Presumably Mr. Rasmus subscribes to the Marxist myth: We're poor because the rich people stole all the money. ZH has it's own myth, perhaps not so succinctly stated, but it's roughly We're poor because the government is hopelessly corrupt and bankrupt. Instead of Karl Marx, their prophet is Ayn Rand. These two world views don't have much in common, but they agree on one very important point: crony capitalism is bad.
A crony capitalist is a company whose major income depends on collecting rents. The Post Office is a prime example--they are granted a monopoly over the mail box, and therefore can charge as high a rent as they like for first class mail. When was the last time the price of a postage stamp went down? Never--and that's because rent collection is a sure thing.
ZH argues that much of the financial industry is run by crony capitalists--witness Fannie Mae and Freddie Mac. And likewise with Goldman Sachs and the other too-big-to-fail banks. My Republican friends point to so-called green companies, such as Solyndra, as examples. The main Republican argument against Obamacare is that it turns our entire healthcare industry into a crony capitalist operation.
So the Tea Party and Occupy Wall Street (OWS) both rail against crony capitalism. But they have different conceptions of who a crony is. For OWS, the culprit has to be some rich, white guy, like an evil banker. The Tea Party will agree with that, but also regards unionized public employees as cronies. Their inflated pay and benefits are just as much a result of rent collection as the guaranteed profits of Goldman-Sachs. College professors like me are world-class experts at collecting rents, but do only a mediocre job of education. The OWS folks are bamboozled by union propaganda.

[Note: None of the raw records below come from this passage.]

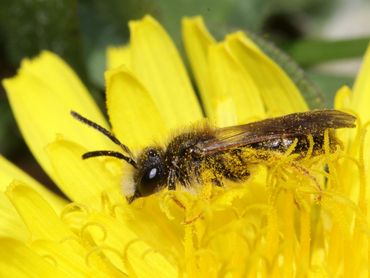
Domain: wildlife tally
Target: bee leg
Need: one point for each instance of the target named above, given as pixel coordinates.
(171, 180)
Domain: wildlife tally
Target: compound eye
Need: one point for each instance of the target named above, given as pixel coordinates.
(152, 173)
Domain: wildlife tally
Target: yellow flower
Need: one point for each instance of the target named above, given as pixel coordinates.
(277, 223)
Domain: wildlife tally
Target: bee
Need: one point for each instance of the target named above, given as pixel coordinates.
(220, 151)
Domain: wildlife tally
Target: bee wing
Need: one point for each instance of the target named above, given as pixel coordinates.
(289, 126)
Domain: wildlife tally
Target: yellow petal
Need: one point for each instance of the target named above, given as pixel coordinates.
(9, 172)
(226, 114)
(42, 95)
(135, 119)
(157, 64)
(17, 260)
(11, 224)
(361, 90)
(40, 218)
(197, 40)
(228, 79)
(143, 260)
(83, 180)
(118, 56)
(277, 90)
(70, 260)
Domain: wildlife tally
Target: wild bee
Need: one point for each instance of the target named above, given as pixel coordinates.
(220, 151)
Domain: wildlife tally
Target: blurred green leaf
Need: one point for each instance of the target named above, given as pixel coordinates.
(329, 84)
(26, 27)
(312, 52)
(309, 89)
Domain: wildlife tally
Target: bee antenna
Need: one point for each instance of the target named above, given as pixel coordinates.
(108, 134)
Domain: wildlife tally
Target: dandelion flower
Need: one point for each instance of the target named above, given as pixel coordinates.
(271, 225)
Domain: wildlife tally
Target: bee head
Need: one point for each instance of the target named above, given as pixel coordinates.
(150, 174)
(149, 171)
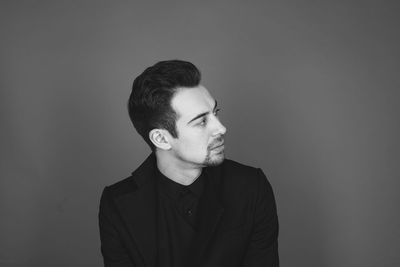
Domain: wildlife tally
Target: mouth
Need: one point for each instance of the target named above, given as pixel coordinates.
(221, 145)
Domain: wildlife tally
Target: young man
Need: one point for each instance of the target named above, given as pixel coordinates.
(186, 205)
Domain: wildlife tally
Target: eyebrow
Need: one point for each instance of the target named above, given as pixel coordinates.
(203, 114)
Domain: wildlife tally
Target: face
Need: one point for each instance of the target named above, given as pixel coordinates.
(200, 139)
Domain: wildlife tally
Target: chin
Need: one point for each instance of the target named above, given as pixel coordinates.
(214, 161)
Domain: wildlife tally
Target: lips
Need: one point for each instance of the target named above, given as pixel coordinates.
(217, 146)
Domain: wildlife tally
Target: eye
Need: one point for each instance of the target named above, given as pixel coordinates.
(203, 121)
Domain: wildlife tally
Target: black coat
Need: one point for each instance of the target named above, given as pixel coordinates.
(239, 225)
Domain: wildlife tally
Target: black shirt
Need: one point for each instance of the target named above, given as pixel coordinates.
(177, 213)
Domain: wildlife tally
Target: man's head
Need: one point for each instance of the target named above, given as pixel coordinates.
(176, 115)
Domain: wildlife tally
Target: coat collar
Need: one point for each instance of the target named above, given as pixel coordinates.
(139, 210)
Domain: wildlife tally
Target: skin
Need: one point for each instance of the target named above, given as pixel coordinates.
(200, 140)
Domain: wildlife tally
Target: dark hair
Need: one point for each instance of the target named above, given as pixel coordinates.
(149, 104)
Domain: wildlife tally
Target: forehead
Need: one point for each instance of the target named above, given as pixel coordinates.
(189, 102)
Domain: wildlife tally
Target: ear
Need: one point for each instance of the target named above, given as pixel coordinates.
(160, 139)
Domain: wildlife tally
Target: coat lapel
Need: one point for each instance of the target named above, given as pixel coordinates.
(211, 211)
(139, 211)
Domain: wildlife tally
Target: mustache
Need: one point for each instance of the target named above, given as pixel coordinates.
(216, 142)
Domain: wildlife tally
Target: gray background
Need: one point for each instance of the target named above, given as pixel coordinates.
(309, 92)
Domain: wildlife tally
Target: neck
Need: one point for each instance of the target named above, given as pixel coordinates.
(175, 170)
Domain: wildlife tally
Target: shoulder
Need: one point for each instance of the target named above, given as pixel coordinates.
(238, 176)
(144, 174)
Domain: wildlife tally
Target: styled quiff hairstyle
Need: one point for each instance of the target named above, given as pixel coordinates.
(149, 104)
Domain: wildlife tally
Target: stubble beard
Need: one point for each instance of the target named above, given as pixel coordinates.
(214, 159)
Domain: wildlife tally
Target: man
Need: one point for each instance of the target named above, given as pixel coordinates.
(185, 205)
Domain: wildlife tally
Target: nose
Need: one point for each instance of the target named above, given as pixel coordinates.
(220, 129)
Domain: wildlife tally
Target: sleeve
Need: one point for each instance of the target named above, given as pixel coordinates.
(263, 246)
(113, 251)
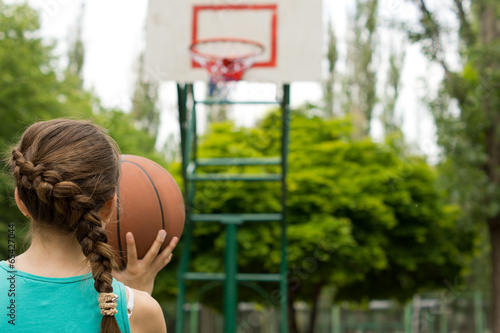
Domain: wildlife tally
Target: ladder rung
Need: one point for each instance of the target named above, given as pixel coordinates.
(238, 102)
(235, 217)
(239, 277)
(235, 177)
(238, 161)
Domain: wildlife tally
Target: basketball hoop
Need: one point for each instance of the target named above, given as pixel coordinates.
(225, 59)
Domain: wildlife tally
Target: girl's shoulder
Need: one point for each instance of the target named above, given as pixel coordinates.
(147, 315)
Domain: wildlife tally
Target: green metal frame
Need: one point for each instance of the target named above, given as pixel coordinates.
(190, 163)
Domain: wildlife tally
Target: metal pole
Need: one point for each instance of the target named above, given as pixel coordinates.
(443, 318)
(408, 318)
(478, 313)
(193, 317)
(285, 108)
(231, 284)
(179, 322)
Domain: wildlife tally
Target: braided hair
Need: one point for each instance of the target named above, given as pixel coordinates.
(65, 171)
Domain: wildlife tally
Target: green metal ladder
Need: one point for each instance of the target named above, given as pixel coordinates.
(190, 164)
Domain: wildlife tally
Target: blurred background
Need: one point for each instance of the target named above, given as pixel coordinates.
(394, 157)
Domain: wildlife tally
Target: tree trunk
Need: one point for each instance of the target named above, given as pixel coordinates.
(314, 309)
(494, 228)
(292, 320)
(489, 35)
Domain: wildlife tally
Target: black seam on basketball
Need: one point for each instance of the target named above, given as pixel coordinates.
(120, 252)
(156, 191)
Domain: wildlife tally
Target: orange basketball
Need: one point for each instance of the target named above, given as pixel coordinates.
(148, 199)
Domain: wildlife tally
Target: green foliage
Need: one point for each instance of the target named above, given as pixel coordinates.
(359, 212)
(33, 89)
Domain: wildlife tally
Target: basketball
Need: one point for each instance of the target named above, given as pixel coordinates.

So this is why the Tea Party has a more accurate view of corporate tax rates. What OWS doesn't understand is that our current corporate tax regime very much favors crony capitalists. Big companies, like Amazon, J. P Morgan, etc., can hire the lawyers and accountants necessary to take advantage of all the obscure loopholes. Plus they can effectively lobby for more loopholes. The small fry competition, on the other hand, can't do that--they just end up paying the high corporate tax rate. So the current tax regime discourages competition and benefits the big, incumbent companies. That's why Amazon, for example, has recently changed its tune on collecting state sales taxes--they can afford to do it, but their competitors can't.
So the Republican proposal to lower tax rates and eliminate the loopholes is a point for the little guy. It's also good for consumers, since there will be more competition in the marketplace. The Tea Party wing of the Republican party understands that. It's a pity that OWS doesn't.
I hate to associate Mr. Rasmus with OWS. Occupy is a mostly incoherent movement of very limited political consequence. Mr. Rasmus is much smarter. But in this case he's channeling the OWS line, and this explains the differences between his 14 points, and those the Tea Party might propose. His opposition to Republican corporate tax reform is misguided.
One final clarification--I don't think ZH properly represents the Tea Party. ZH's claim to fame is doom and gloom, not just free enterprise. There is no reason why a Tea Partyer has to be so pessimistic. I'm not--I am very upbeat about the US economy, as described here.